PIPINO. Io ho avuto questa sensazione, cioè non sono un mago… però, da esperienze, conoscendo La Barbera e non solo lui, ma tutti i commissari di Venezia perché io ho passato la mia vita a lottare con questi poliziotti, mi è venuto il forte dubbio che fosse lui l’autore di questa oscura trama giuridica. Perché è talmente strano che un detenuto sottoposto ad una vigilanza così stretta, come era Scarantino, che dopo sette giorni non era ancora stato interrogato né dai magistrati né sentito dai suoi avvocati… che arrivasse addirittura in carcere a Venezia, che è un carcere aperto, perché io lo portavo in sala giochi, si giocava a bigliardino… secondo me non era tanto facile che a organizzare un’operazione del genere fosse una persona sola… questo voglio dire, che non sia stata un’idea di La Barbera.

DE LUCA, componente della Commissione.

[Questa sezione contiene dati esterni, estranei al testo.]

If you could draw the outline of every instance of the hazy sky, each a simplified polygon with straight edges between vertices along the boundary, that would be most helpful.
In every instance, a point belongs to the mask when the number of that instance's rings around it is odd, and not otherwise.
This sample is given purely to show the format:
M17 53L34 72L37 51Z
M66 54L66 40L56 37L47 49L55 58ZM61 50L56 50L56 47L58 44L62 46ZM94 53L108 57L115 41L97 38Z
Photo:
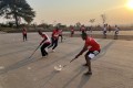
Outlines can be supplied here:
M127 0L27 0L37 13L33 22L90 24L90 19L95 19L95 24L102 23L101 14L106 15L111 24L132 24L133 10L125 7Z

Nella sua vita ha mai avuto contatti con apparati dei Servizi segreti, a livello di confidenze, di richiesta di informazioni dato che lei aveva questa ampia confidenza col tessuto carcerario?

PIPINO. Io sono stato in contatto con Servizi segreti forse inconsciamente, perché ho fatto tante cose sulla giustizia.

DE LUCA, componente della Commissione. Si è mai stato chiesto perché lei viene scelto da La Barbera per essere tradotto in questo carcere ed essere posizionato al fianco di Scarantino?

PIPINO. No. A me è parso molto strano che La Barbera abbia scelto me sapendo che io, per quanto riguarda collaborazioni e cose varie, non le ho mai accettate nella mia vita, io preferisco morire piuttosto che fare la spia a qualcuno.